Bean lay back and stared at the ceiling. Then he closed his eyes because he couldn't see the ceiling anyway. Closing his eyes squeezed out the tears that had filled them.

"It was a terrible choice," said Bean softly. "No matter what we did it would be wrong. We didn't talk to you about it because you didn't have enough experience of life to make an intelligent choice. You three were doomed to die by age twenty or so. We thought we'd find a cure quickly -- ten years, twenty -- and you could come back to Earth while you were still young enough to have your whole lives ahead of you."

"The genetic problem is very complicated," said Ender.
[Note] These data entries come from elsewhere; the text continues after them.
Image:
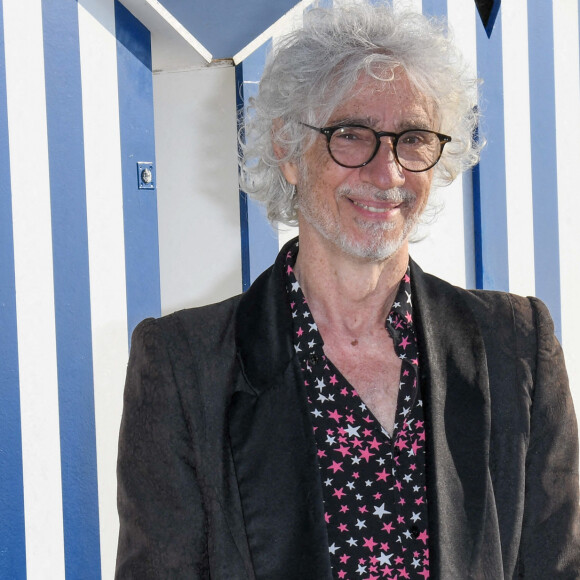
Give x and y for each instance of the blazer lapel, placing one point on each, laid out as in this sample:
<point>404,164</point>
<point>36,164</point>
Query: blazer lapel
<point>462,519</point>
<point>273,445</point>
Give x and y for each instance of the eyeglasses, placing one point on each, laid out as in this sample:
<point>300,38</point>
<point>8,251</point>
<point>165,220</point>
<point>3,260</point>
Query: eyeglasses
<point>356,145</point>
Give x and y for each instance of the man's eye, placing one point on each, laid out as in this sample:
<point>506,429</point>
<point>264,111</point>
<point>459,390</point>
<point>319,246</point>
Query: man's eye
<point>347,135</point>
<point>412,139</point>
<point>352,134</point>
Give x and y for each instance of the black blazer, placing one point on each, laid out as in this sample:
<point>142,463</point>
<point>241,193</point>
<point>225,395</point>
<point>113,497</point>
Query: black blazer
<point>215,434</point>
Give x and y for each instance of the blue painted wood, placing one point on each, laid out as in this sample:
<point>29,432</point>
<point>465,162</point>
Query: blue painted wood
<point>12,538</point>
<point>137,144</point>
<point>262,240</point>
<point>71,289</point>
<point>437,8</point>
<point>544,162</point>
<point>490,179</point>
<point>225,27</point>
<point>244,232</point>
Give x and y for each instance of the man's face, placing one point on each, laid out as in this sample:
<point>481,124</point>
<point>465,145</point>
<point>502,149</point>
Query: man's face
<point>366,212</point>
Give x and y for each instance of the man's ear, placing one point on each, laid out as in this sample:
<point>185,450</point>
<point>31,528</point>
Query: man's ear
<point>289,169</point>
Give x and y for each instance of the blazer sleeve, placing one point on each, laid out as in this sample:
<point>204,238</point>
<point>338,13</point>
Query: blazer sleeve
<point>162,522</point>
<point>550,543</point>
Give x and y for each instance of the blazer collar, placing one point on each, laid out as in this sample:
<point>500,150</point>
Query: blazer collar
<point>273,446</point>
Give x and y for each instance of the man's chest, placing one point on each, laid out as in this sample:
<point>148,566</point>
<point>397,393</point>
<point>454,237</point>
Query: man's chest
<point>374,370</point>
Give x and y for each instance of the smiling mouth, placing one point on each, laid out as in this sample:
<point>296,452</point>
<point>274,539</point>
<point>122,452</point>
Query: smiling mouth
<point>373,209</point>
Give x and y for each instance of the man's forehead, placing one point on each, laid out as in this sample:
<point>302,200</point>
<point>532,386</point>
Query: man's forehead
<point>372,100</point>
"If we'd stayed on Earth, you'd all be long since dead. Your normal sibs lived to be what, a hundred and ten?"

"Two of them," said Ender. "All got at least a century."
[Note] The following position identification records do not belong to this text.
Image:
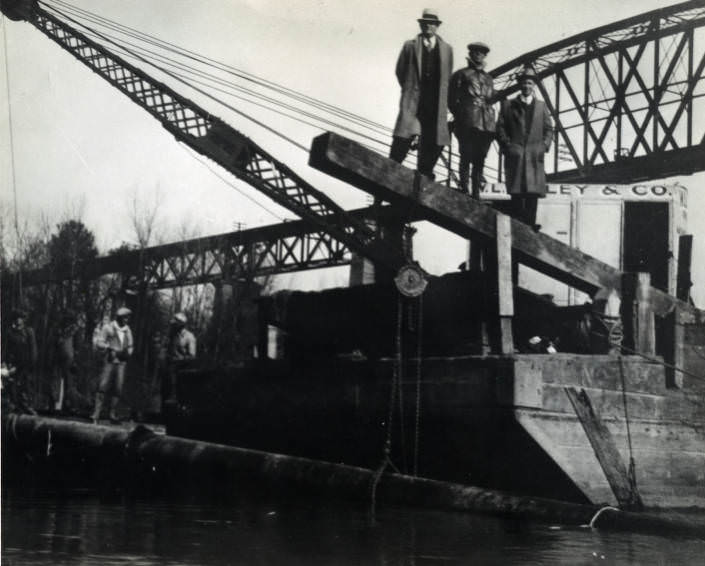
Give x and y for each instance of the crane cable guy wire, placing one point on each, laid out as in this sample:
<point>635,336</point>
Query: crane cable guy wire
<point>12,152</point>
<point>191,86</point>
<point>231,70</point>
<point>145,58</point>
<point>351,120</point>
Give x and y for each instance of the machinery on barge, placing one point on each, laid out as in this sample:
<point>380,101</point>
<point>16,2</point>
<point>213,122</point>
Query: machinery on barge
<point>442,377</point>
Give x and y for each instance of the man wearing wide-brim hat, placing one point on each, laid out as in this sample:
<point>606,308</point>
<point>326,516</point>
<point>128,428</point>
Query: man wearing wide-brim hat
<point>115,342</point>
<point>19,358</point>
<point>423,70</point>
<point>470,101</point>
<point>524,132</point>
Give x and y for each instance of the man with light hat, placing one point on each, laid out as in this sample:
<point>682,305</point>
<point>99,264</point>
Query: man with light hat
<point>181,347</point>
<point>470,101</point>
<point>524,133</point>
<point>423,71</point>
<point>115,343</point>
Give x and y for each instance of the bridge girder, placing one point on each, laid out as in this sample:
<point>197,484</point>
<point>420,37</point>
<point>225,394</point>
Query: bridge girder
<point>627,99</point>
<point>278,248</point>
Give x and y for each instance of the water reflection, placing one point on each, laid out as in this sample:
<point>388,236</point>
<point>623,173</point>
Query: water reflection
<point>83,529</point>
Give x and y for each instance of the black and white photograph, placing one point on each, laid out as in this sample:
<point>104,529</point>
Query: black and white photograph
<point>316,282</point>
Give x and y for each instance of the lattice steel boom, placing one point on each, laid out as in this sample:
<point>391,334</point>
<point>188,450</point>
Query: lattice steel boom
<point>210,136</point>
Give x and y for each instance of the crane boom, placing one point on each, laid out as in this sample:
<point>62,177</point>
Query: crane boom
<point>210,136</point>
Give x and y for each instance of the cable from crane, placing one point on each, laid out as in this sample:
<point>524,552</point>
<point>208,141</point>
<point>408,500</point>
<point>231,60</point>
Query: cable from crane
<point>132,32</point>
<point>12,161</point>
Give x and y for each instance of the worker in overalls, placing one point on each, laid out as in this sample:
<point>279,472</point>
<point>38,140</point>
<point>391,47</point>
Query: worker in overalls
<point>116,345</point>
<point>19,358</point>
<point>181,348</point>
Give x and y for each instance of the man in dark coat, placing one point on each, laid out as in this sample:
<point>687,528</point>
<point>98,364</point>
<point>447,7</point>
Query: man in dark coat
<point>19,356</point>
<point>423,71</point>
<point>524,132</point>
<point>470,101</point>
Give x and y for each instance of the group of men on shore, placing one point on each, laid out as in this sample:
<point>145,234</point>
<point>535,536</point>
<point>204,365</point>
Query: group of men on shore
<point>429,89</point>
<point>113,344</point>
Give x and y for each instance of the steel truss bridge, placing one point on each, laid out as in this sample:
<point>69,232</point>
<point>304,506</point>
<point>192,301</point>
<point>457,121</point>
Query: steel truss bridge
<point>626,98</point>
<point>628,103</point>
<point>279,248</point>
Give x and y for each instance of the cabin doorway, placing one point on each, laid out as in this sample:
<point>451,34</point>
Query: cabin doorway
<point>646,240</point>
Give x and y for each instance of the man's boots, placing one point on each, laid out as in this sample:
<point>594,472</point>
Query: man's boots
<point>113,409</point>
<point>98,407</point>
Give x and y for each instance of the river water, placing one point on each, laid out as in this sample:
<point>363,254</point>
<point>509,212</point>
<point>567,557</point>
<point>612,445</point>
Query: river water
<point>83,528</point>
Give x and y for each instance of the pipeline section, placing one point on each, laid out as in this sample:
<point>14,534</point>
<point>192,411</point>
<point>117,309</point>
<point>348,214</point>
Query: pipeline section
<point>144,458</point>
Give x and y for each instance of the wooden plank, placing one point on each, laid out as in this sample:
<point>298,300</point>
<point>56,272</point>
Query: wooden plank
<point>641,325</point>
<point>351,162</point>
<point>505,285</point>
<point>605,449</point>
<point>685,257</point>
<point>675,378</point>
<point>646,324</point>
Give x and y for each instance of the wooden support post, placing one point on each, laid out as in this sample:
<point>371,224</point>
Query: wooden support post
<point>603,444</point>
<point>685,257</point>
<point>674,378</point>
<point>645,324</point>
<point>505,284</point>
<point>640,325</point>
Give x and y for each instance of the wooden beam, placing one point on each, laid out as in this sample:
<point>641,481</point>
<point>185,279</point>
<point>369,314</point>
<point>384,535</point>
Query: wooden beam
<point>351,162</point>
<point>605,449</point>
<point>505,285</point>
<point>386,179</point>
<point>637,292</point>
<point>685,258</point>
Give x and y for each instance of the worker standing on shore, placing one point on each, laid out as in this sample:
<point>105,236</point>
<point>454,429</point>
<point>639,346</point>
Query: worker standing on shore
<point>423,71</point>
<point>19,356</point>
<point>470,101</point>
<point>116,344</point>
<point>63,391</point>
<point>181,347</point>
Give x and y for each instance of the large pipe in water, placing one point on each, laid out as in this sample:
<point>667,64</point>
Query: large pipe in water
<point>146,458</point>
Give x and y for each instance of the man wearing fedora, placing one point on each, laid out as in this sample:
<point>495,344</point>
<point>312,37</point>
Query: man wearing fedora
<point>524,132</point>
<point>470,101</point>
<point>423,70</point>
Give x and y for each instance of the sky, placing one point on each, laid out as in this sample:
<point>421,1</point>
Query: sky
<point>78,141</point>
"And you three would have been a sad little memory -- long-ago siblings who had a tragic genetic defect and died with only one-fifth of a life."

"One-fifth of a life is better than this," whispered Sergeant.
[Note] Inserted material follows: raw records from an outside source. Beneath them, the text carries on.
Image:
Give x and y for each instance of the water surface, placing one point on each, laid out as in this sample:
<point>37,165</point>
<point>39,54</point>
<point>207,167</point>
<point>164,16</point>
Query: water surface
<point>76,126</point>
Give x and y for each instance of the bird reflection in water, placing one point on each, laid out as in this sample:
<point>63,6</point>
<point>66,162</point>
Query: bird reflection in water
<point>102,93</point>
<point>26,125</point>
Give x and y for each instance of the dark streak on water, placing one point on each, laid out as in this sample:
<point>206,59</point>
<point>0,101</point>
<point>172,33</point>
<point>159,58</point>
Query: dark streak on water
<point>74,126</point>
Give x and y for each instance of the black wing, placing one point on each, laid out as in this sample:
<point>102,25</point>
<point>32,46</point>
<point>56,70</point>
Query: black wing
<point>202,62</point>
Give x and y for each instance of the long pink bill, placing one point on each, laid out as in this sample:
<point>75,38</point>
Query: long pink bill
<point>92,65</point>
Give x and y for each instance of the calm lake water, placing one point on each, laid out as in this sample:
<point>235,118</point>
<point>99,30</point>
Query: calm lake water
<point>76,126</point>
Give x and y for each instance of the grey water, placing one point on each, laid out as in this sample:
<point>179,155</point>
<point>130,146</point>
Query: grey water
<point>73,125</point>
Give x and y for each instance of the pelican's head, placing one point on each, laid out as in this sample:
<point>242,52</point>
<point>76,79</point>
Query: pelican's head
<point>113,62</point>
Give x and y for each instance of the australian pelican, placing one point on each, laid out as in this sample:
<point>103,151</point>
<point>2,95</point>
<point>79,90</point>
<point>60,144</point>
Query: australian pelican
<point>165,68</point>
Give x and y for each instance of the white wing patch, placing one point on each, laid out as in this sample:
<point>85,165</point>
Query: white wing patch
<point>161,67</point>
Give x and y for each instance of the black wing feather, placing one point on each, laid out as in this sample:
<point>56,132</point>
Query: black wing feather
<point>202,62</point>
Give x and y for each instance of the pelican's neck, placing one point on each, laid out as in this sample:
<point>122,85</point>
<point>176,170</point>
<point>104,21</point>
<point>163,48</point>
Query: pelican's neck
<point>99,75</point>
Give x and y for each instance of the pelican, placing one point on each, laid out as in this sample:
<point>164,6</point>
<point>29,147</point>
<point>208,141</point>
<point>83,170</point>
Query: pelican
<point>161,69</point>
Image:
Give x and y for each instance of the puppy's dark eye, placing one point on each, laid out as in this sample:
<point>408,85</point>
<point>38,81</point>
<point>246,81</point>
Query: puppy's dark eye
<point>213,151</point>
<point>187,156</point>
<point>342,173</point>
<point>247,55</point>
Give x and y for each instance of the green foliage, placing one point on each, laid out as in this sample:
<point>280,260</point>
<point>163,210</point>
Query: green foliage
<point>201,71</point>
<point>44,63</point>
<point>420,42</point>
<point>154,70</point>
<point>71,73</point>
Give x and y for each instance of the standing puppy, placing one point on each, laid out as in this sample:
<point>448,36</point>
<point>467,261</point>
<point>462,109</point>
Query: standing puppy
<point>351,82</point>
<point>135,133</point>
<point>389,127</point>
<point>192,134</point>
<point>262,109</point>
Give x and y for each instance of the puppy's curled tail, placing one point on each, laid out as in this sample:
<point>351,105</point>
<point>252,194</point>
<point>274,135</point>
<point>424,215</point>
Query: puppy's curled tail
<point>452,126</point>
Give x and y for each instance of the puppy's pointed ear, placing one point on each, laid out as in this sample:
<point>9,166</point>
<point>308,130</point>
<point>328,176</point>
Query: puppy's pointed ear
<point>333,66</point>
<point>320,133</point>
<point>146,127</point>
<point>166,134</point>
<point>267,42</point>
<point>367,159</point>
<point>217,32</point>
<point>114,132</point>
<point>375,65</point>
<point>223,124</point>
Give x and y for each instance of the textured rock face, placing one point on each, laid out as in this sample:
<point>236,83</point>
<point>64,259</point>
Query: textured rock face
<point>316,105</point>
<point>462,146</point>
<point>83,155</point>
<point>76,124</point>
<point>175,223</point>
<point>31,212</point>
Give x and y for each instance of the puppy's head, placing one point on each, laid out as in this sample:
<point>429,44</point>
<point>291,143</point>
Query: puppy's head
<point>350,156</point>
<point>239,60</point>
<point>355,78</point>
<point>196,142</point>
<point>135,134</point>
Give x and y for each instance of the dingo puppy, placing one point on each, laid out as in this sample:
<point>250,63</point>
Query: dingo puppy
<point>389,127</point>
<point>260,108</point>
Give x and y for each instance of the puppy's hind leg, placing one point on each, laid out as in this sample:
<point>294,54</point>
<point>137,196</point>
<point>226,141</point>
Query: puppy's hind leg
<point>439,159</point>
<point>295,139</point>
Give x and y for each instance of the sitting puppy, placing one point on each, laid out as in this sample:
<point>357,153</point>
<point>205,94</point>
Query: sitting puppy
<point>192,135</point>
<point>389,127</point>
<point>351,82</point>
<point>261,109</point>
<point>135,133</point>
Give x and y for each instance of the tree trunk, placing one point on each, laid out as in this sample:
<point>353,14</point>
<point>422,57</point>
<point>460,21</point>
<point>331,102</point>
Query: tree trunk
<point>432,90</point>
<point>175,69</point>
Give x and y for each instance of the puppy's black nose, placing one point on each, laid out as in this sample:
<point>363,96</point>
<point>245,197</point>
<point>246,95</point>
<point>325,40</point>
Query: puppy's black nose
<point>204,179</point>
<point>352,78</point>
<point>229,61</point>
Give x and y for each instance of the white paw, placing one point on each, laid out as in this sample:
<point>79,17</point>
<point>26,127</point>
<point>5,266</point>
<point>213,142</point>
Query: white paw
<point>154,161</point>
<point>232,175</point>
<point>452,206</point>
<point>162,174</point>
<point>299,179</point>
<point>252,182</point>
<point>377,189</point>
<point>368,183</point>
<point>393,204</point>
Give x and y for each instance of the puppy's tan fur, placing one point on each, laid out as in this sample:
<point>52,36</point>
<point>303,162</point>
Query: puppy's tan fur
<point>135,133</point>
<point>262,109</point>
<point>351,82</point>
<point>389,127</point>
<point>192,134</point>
"No it's not," said Bean. "I've had that one-fifth of a life, and it's not enough."

"You changed the world," said Ender. "You saved the world twice."

"But I'll never live to see you get married and have children," said Bean.

"Don't worry," said Carlotta. "If Ender and you don't find a cure for this, I'm never having children. I'm not passing this thing on to anybody."

"That's my point," said Bean. "When Petra and I conceived you, it was because we believed there was a scientist who could sort things out. He was the one who turned Anton's Key in me in the first place. The one who killed all my fellow experiments. We never meant to do this to you. But it was done, and all we could think to do was whatever it took to give you a real life."

"Your life is real," said Ender. "I'd be content with a life like yours."

"I'm living in a box that I can never leave," said Bean, clenching his fists. He had never meant to say anything like this to them. The humiliation of his own self-pity was unbearable to him, but they had to understand that he was right to do whatever it took to keep them from getting cheated the way he had been. "If you spend the first five or ten years of your life in space like this, so what? As long as it gives you the next ninety years -- and children who will have their century, and grandchildren. I'll never see any such thing -- but you will."

"No we won't," whispered Sergeant. "There is no cure. We're a new species that has a life span of twenty-two years, apparently, as long as we spend our last five years at ten percent gravity."

"So why do you want to kill me?" asked Bean. "Isn't my life short enough for you?"

In answer, Sergeant clung to Bean's sleeve and cried. As he did, Ender and Carlotta held each other's hands and watched. What they were feeling, Bean didn't know. He wasn't even sure what Sergeant was crying for. He didn't understand anybody and he never had. He was no Ender Wiggin.

Bean tracked him now and then, checking in with the computer nets through the ansible, and as far as he could tell, Ender Wiggin wasn't having much of a life, either. Unmarried, childless, flying from world to world, staying nowhere very long, and then getting back to lightspeed so he stayed young while the human race aged.

Just like me. Ender Wiggin and I have made the same choice, to stay aloof from humanity.

Why Ender Wiggin was hiding from life, Bean could not guess. Bean had had his brief sweet marriage with Petra. Bean had these miserable, beautiful, impossible children and Ender Wiggin had nothing.

It's a good life, thought Bean, and I don't want it to end. I'm afraid of what will happen to these children when I'm gone. I can't leave them now and I have no choice. I love them more than I can bear and I can't save them. They're unhappy and I can't fix it. That's why I'm crying.